Hadid – who was criminally prosecuted over Illegal construction of the huge house – claimed in his written declaration, ‘The stigma of the project and the impact on my life over the past six years that Joe Horacek (one of the neighbors suing him) has harassed me have been personally devastating.
‘My reputation is tarnished and my ability to go out and borrow other money is fractured at best. I am 72 years old and do not have the millions of dollars needed for the demolition of Strada Vecchia.
‘I may have ”paper assets” but there are substantial loans against everything I own, thus I have no liquidity with which to fund the demolition of 901 Strada.’
The neighbors’ legal team scoffed at his poverty-pleading statements, calling them ‘blatantly and intentionally deficient’ and adding, ‘Hadid is now concealing his finances to avoid being called to task.’
Hadid puts most of the blame for his troubles on ‘nightmare neighbor’ Joe Horacek (pictured in front of his home with Hadid’s home in the background), who he says became ‘obsessed’ with the case
Neighbors have been fighting for years for the demolition of the property because of all the alleged unapproved construction. The development of the home has also been an eyesore to nearby residents and now a danger due to heavy Los Angeles rain
Lincenberg pointed out that according to expert opinion, piles supporting the house – which were not sunk deep enough into the hillside to comply with local building codes – ‘will fail in the event of a 24-year earthquake or a 10-20-year rain event’
Hadid has tried several legal moves to try to stop or delay his dream project from becoming a pile of rubble and dust.
First he filed chapter 11 bankruptcy, claiming that he ‘couldn’t afford’ the $5 million cost of the demo. That was dismissed.
Then he filed an appeal against Judge Karlan’s order to tear down the giant house.
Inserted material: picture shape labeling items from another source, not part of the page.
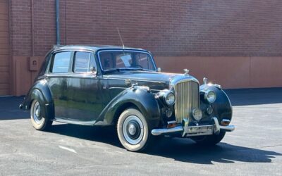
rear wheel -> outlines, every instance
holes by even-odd
[[[220,132],[219,134],[212,134],[202,137],[193,137],[191,139],[197,144],[203,146],[213,146],[220,142],[225,136],[225,132]]]
[[[42,106],[37,100],[34,100],[31,104],[30,119],[32,126],[37,130],[47,130],[53,121],[46,118],[44,106]]]
[[[146,118],[135,108],[126,109],[121,114],[117,132],[121,144],[131,151],[144,150],[152,138]]]

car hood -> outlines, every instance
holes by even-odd
[[[148,71],[121,71],[104,75],[109,79],[109,87],[128,87],[125,80],[129,79],[132,83],[140,86],[149,87],[152,90],[168,89],[169,82],[176,75],[180,74],[148,72]]]

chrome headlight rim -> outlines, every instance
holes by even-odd
[[[192,111],[192,115],[197,121],[200,121],[203,117],[203,112],[200,108],[194,108]]]
[[[213,98],[210,98],[211,95],[213,95]],[[204,92],[204,99],[210,103],[214,103],[216,100],[216,94],[213,90],[207,90]]]
[[[173,97],[173,101],[171,101],[168,99],[169,97]],[[176,95],[172,92],[168,92],[166,94],[164,94],[164,100],[166,102],[166,105],[170,106],[173,106],[176,102]]]

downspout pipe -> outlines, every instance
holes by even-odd
[[[61,44],[60,37],[60,1],[56,0],[56,45]]]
That too was denied.
In May last year he launched a desperate bid to save his building project by asking California’s Supreme Court to send the case back to Judge Karlan’s court.
But the state’s highest court torpedoed his efforts, refusing even to hear the case.
Then, in a last-ditch move, Hadid’s lawyers filed a second appeal – this time against Judge Karlan’s decision to appoint a receiver to oversee destruction of the house.
He lost that appeal as well.
Hadid’s mammoth house was originally permitted for 15,000 square feet but it grew to more than 30,000 square feet with much of that additional construction illegal.
He ignored orders from Los Angeles City to stop building and in December 2015, in an almost-unprecedented move, the city decided to prosecute him criminally.
He pleaded no contest to three criminal charges involving illegal construction and in July 2017 he was told he would serve a 180-day jail sentence if he didn’t reduce the size of the house and bring it into compliance with city building codes – or demolish it – within the three years of probation the judge also imposed.
In addition, he was fined $3,000, ordered to pay $14,191 in fees to LA city, and serve 200 hours of community service. Hadid’s probation period for that criminal case ended in July 2020 and his lawyers have since managed to have his three misdemeanor convictions expunged from his record under California court regulations.